Details of using all three actions (Start, Run, and End session) in the UI Agents package for a complete UI Agent.

Create a new Taskbot and use the actions from the UI Agents package. Three actions from the package are needed to complete the UI Agent build.

Procedure

Start Session: This should be the first action when building an UI Agent. This action creates and launches a browser session in which the agent will run.

  1. Choose your preferred Action Model.
  2. Provide the credentials for the chosen action model in Key.
  3. Optionally, use More options > Proxy to launch the browser session via a proxy.
  4. Provide a unique Session name for the browser where the UI Agent is running.

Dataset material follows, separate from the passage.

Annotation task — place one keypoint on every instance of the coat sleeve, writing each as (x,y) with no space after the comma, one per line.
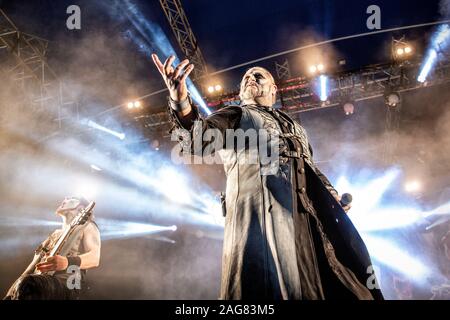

Run: Configure the task in this action.

  1. Enter your unique Session name from the Start Session action.
  2. Optionally, enter the website that the agent needs to open as the Starting URL.
  3. Enter the agent Goal. See, How to prompt UI Agents.
  4. Optionally, configure Secure variables to obfuscate sensitive values from the action model.
  5. Optionally, specify the datatypes for the output of the agent in Output format JSON. By default, agent output will be in string datatype.
  6. Enter a Timeout for the Run action. The task is terminated when the timeout occurs. Adjust this based on complexity of the task.
  7. You must provide the Output file path and name where the agent will log metadata, action trace, and output (if applicable).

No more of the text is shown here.